CHP Ankara Milletvekili Tekin Bingöl, 2022 yılının ilk 2 ayında Türkiye genelindeki 65 işçi grevini TBMM gündemine taşıdı. Bingöl, grevdeki işçilerin taleplerinin TBMM tarafından araştırılmasını istedi.
Bingöl, önergesi ile ilgili açıklamasında; Çalışma ve Sosyal Güvenlik Bakanlığı'nın yayınladığı Ocak 2022 verilerine dikkat çekti. Bingöl, 15 milyon 294 bin işçiden sadece 2 milyon 189 bininin sendika üyesi olduğunu belirtti.
Bingöl, “AKP eliyle hukuksuzca yıllardır engellenen grevler, patronlardan yana olan açık tavır nedeniyle sendikal haklar kullanılamıyor. İnsanca yaşam isteyen emekçilerin talepleri devletin imkanları ile zorla bastırılmak isteniyor. AKP Genel Başkanının ‘Bizimle beraber grev denilen olaylar ortadan kalktı’ diyerek savunduğu emek sömürüsü sistemi de artık işe yaramıyor. Çünkü AKP’nin beceriksiz politikaları ile ortaya çıkan ekonomik krizin faturasını emekçiye keserek, milyonlarca işçinin emeğini ucuza pazarlamanın derdine düştüğünü artık herkes görüyor" ifadelerini kullandı.

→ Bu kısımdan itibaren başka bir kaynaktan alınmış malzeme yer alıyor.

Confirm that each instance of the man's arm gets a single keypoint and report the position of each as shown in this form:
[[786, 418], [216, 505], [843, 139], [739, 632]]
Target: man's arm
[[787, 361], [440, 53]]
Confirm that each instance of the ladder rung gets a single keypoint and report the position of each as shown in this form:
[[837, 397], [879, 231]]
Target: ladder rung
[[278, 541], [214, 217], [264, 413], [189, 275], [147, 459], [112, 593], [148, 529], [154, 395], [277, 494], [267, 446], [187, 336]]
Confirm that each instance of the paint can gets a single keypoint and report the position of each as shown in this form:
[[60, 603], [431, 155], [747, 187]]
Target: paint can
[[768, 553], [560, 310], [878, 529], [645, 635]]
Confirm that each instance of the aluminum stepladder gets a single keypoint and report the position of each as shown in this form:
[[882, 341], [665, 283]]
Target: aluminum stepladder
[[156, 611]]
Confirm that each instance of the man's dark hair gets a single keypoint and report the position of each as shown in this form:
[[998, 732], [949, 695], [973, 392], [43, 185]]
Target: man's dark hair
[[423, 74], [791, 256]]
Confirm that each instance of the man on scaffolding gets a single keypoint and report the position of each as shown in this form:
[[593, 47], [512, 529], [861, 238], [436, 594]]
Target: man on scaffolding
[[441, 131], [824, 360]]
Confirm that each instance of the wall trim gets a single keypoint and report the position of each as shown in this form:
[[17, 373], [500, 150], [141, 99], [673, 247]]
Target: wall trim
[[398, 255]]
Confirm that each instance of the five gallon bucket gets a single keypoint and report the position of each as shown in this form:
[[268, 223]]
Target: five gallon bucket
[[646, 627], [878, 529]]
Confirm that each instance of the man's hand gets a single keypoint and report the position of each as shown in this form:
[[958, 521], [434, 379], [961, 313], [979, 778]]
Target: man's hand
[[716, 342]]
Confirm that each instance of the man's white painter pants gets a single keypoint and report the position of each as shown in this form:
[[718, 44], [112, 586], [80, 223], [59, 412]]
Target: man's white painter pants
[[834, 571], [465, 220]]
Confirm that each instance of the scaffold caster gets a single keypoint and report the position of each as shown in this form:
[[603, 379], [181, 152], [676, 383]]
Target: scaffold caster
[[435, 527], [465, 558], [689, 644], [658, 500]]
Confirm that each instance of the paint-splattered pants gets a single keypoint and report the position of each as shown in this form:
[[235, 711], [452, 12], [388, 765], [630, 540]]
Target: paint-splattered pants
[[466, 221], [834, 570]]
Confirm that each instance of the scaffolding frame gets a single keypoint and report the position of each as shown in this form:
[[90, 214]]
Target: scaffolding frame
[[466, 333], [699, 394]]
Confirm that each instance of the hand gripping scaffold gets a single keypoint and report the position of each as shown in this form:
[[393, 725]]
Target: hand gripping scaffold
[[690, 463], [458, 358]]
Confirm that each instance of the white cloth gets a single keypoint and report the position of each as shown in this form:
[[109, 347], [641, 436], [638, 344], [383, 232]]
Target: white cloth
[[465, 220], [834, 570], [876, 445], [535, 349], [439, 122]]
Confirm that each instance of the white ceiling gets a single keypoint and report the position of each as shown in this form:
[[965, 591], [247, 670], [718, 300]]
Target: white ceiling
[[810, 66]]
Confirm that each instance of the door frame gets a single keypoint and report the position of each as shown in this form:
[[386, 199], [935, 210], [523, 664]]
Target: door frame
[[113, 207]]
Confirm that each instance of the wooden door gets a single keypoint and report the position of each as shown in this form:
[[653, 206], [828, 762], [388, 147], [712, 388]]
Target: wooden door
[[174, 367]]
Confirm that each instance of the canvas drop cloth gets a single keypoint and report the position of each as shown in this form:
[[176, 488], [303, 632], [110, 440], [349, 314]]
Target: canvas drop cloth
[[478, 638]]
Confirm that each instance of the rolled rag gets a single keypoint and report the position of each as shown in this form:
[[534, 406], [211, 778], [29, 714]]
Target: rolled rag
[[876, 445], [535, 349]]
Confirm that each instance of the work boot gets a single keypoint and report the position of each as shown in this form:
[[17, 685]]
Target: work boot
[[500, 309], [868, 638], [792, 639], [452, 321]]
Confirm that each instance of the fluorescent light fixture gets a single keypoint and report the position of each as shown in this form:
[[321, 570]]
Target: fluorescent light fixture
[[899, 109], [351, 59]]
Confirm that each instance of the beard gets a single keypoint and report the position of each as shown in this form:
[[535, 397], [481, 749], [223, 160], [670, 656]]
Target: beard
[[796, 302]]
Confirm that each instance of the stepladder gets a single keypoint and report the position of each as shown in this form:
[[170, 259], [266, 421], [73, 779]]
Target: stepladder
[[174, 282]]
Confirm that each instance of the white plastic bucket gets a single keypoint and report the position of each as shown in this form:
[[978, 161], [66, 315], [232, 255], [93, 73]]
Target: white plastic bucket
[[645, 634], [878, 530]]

Grev hakkının anayasal bir hak olduğunu belirten Bingöl, şu değerlendirmeyi yaptı:
İşçilerin derinleşen emek sömürüsüne karşı tek sığınağı sendikal örgütlülüğü ve örgütlü gücünden gelen grev hakkıdır. Sendikal örgütlenme ve grev hakkı, işçilerin Anayasa ile güvence altına alınmış haklarıdır. Anayasal haklarını kullanan işçilere yönelik işverenlerin baskı ve şiddet araçlarının yanı sıra AKP döneminde iktidar eliyle de emek karşıtı kararnamelere imza atılarak grev hakları fiilen yasaklanmıştır. Emek mücadelesinin parçası olan grevler “genel sağlığı ve milli güvenliği bozucu nitelikte” kapsamında değerlendirilerek, 2003 yılından bu yana 17 grev erteleme kararnamesi yayımlanmış ve 194 bin 39 işçinin grevi ertelenerek fiilen yasaklanmıştır.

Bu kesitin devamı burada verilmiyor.